The builder's new superpower
Across the N47 portfolio and in conversations with teams at foundation model labs, I keep hearing the same thing: the nature of software development is fundamentally transforming faster than anyone predicted.
The builders I talk to are already living inside this change, figuring out what their roles look like on the other side.
I recently had a terrific conversation about this with Justin McCarthy, CTO of StrongDM, who has been both a thought leader and an action leader on making the software factory real. He developed a working system where a three-person team, founded in July 2025, had functioning demos within three months.
His team's guiding question captures the shift perfectly: "Why am I doing this? The model should be doing this instead."
That question should haunt every builder right now. In the best possible way.
Three eras compressed into two years
Cursor's CEO Michael Truell recently mapped the progression of AI-assisted development into three eras.
- The first was tab autocomplete: helpful, but still the developer's hands on the keyboard.
- The second brought synchronous agents, where you'd prompt and direct AI through a conversation: useful, but you were still in the loop at every step.
- The third era, arriving now, is autonomous cloud agents that tackle larger tasks independently, iterate and test on their own, and return with reviewable artifacts: Not diffs to approve line by line, but logs, video recordings, and live previews.
The developer's job has now shifted from guiding each line of code to defining the problem and setting review criteria.
The data inside Cursor tells the story. Agent users grew 15x in a single year. Thirty-five percent of Cursor's own merged PRs now come from agents operating autonomously in cloud VMs.
The tab era lasted two years. The synchronous agent era may not last one.
Code as commodity output
What McCarthy is doing at StrongDM takes this to its logical conclusion. His software factory treats generated code the way ML engineers treat model weights: as opaque outputs whose correctness is inferred from externally observable behavior. You don't review the code. You validate whether the software satisfies real user scenarios.
This is a philosophical break from decades of software engineering orthodoxy. Reading and writing code has been the bedrock skill since the industry began. McCarthy's team has deliberately abandoned that assumption.
Their system replaces traditional tests with end-to-end user scenarios stored outside the codebase, so agents can't game the validation. A Digital Twin Universe provides behavioral clones of services like Okta, Jira, and Slack, enabling thousands of validation runs per hour. And a probabilistic satisfaction metric replaces boolean pass/fail testing: "Of all observed trajectories, what fraction likely satisfy the user?"
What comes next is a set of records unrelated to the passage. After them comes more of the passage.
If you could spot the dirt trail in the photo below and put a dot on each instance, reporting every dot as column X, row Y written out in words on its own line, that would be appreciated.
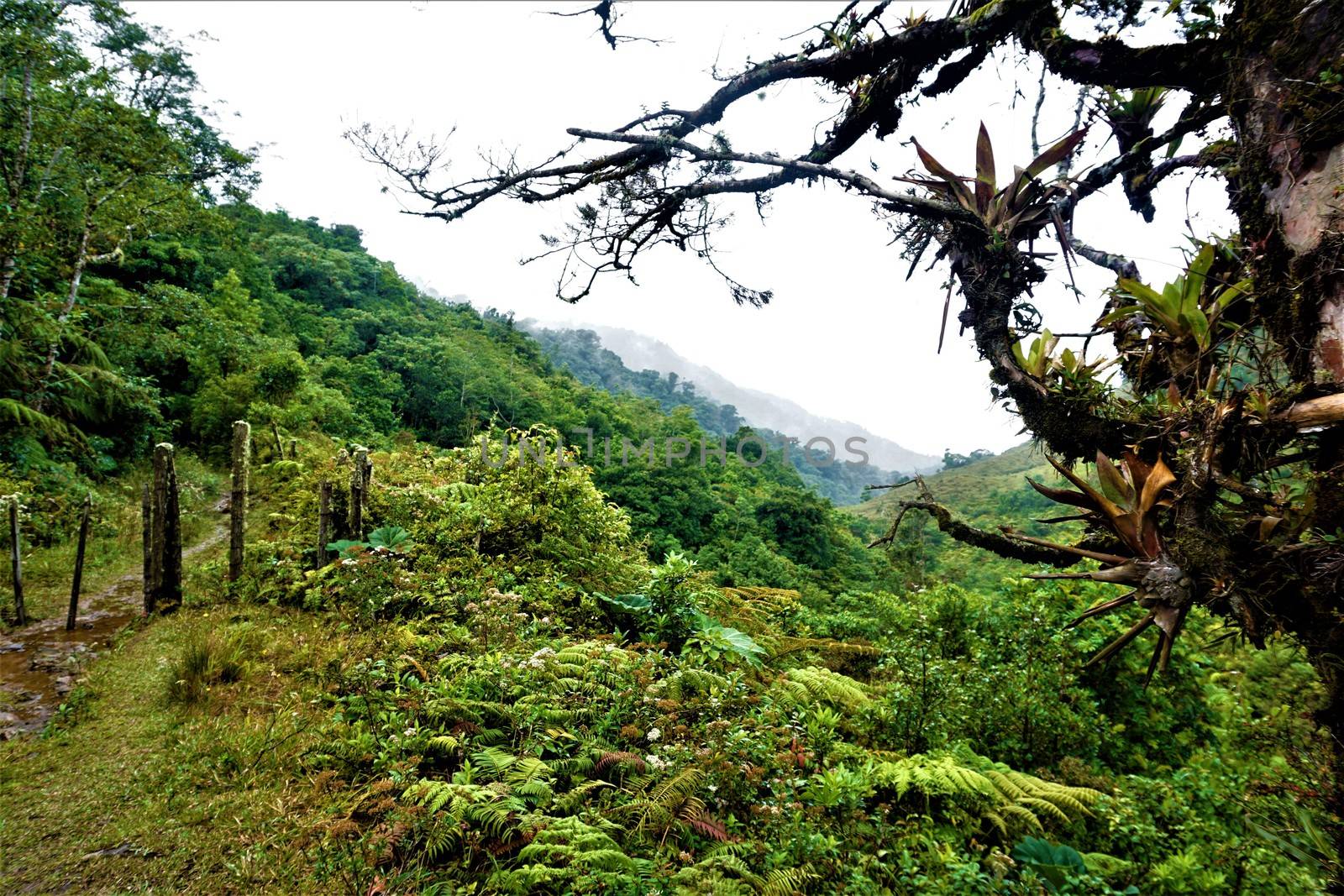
column 39, row 664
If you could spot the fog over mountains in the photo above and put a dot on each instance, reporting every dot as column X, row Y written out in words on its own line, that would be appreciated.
column 759, row 409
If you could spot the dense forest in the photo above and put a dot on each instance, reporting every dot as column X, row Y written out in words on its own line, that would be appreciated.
column 512, row 678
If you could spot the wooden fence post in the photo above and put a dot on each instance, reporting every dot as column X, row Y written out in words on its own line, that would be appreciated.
column 78, row 579
column 17, row 563
column 358, row 476
column 167, row 542
column 239, row 499
column 147, row 537
column 324, row 521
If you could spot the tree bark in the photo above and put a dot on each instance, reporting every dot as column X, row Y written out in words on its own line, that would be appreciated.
column 324, row 520
column 358, row 477
column 239, row 499
column 147, row 540
column 1284, row 187
column 20, row 613
column 165, row 595
column 78, row 577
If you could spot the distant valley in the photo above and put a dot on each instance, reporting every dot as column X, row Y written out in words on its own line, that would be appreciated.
column 763, row 410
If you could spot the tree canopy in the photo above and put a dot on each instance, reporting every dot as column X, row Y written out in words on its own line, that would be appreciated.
column 1214, row 423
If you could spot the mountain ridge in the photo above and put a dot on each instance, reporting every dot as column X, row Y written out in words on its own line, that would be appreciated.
column 638, row 351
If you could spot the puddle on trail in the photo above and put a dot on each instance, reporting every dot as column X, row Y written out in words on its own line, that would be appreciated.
column 42, row 663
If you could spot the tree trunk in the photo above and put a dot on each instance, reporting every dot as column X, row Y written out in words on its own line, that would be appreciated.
column 167, row 533
column 239, row 499
column 20, row 613
column 71, row 296
column 78, row 578
column 324, row 521
column 1284, row 188
column 147, row 539
column 358, row 477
McCarthy's practical benchmark is provocative: "If you haven't spent at least $1,000 on tokens today per human engineer, your software factory has room for improvement."
The full stack that wins
Models are commoditizing fast, and code is becoming a commodity output.
But commodity inputs don't produce commodity outcomes. The builders who win in the factory era will stack three things: workflow ownership, proprietary data, and deep domain knowledge. Miss any one of these, and you're building on sand.
Workflow ownership
The software factory is the workflow layer, taking on the specialist grunt work that holds up everything downstream. I see the same pattern at Aurasell, one of our portfolio companies: AI agents handle the grind, so the team focuses entirely on customers. The factory applies that logic to development itself. Agents handle the code, builders focus on what the product needs to become.
Proprietary data
The data behind the task is what completes it accurately. StrongDM's Digital Twin Universe is exactly this: a proprietary data layer that lets agents validate against realistic behavioral clones. Without it, agents are guessing. With it, they converge on correctness.
Deep domain knowledge
Without deep domain knowledge, you can't know if the output is even right. The factory demands specifications precise enough for agents to execute against, scenarios that capture what real users care about, and the taste to spot when output is subtly wrong. That's the layer that can't be automated away.
Model companies see all three clearly, which is why they're racing to forward integrate into white-collar work.
Conclusion
At N47, we've always believed that the product reveals everything about a builder's capabilities. Their judgment, their conviction, their ability to solve problems that matter. The software factory amplifies this belief.
When every team can generate code at near-zero marginal cost, what separates them is the quality of thinking about what gets built. The best builders have always cared more about whether the product solves a real problem well than about the volume of code shipped.
The factory makes that truth visible to everyone.
The biggest engineering teams won't win this era. The sharpest product thinkers will.